Washington County health officials focusing on diabetes program
MARIETTA — Washington County Health Commissioner Dick Wittberg laid out a plan for the expansion of a health care initiative during the Washington County Commissioners meeting on Thursday.
The plan focuses on in-home health care management of high risk diabetes patients, he said.
“This program is for people who can’t manage their own health care,” Wittberg said.
The health department will hire five new employees who will visit the high risk patients to make sure they are doing what is prescribed by their doctors. This small effort has already shown positive results in the lives of the people that are currently in the program, he said.
“There’s been enormous success working with patients in the programs,” Wittberg said. “We’ve seen A1C (blood sugar level) scores drop two and a half points in just six months. Doctors want to give us more patients now.”
There are 30 people in the county currently enrolled in the program which could expand ten-fold if everything falls into place, he said.
Wittberg received funding for the expansion through a grant from Americorps, but he said he doesn’t want to depend on grant money forever. He is currently in discussion with United Health Care about reimbursement to the county for the program.
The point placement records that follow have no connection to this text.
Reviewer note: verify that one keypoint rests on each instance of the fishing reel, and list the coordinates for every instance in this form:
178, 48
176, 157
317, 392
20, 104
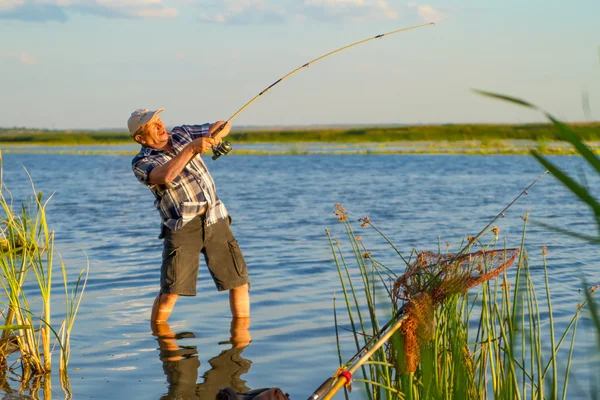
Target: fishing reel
221, 149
However, that won’t be an immediate option because United Health Care will be working with doctors and the health department to determine the risk and cost reduction for each patient, Wittberg said.
Commissioner Rick Walters said he believes this will help reduce overall medical costs by keeping people from using emergency services.
“It should help with the flow through the ERs,” Walters said.
“The more money (United Health Care) saves, the more money they will put back in,” Wittberg said. “I believe they could see from a three-to-one to a four-to-one return.”
Wittberg said the initial success of the program wasn’t all about following doctor’s orders and taking medication on time.
“Basic human interaction plays a factor,” he said.
Wittberg said the program most likely won’t be a money maker for the county, but it shouldn’t be a drain either.
Walters said he thinks the program should expand for reasons other than just financial because some people didn’t have the socioeconomic background to understand their own health care process.
“It’s going to take care of people who can’t take care of themselves,” he said.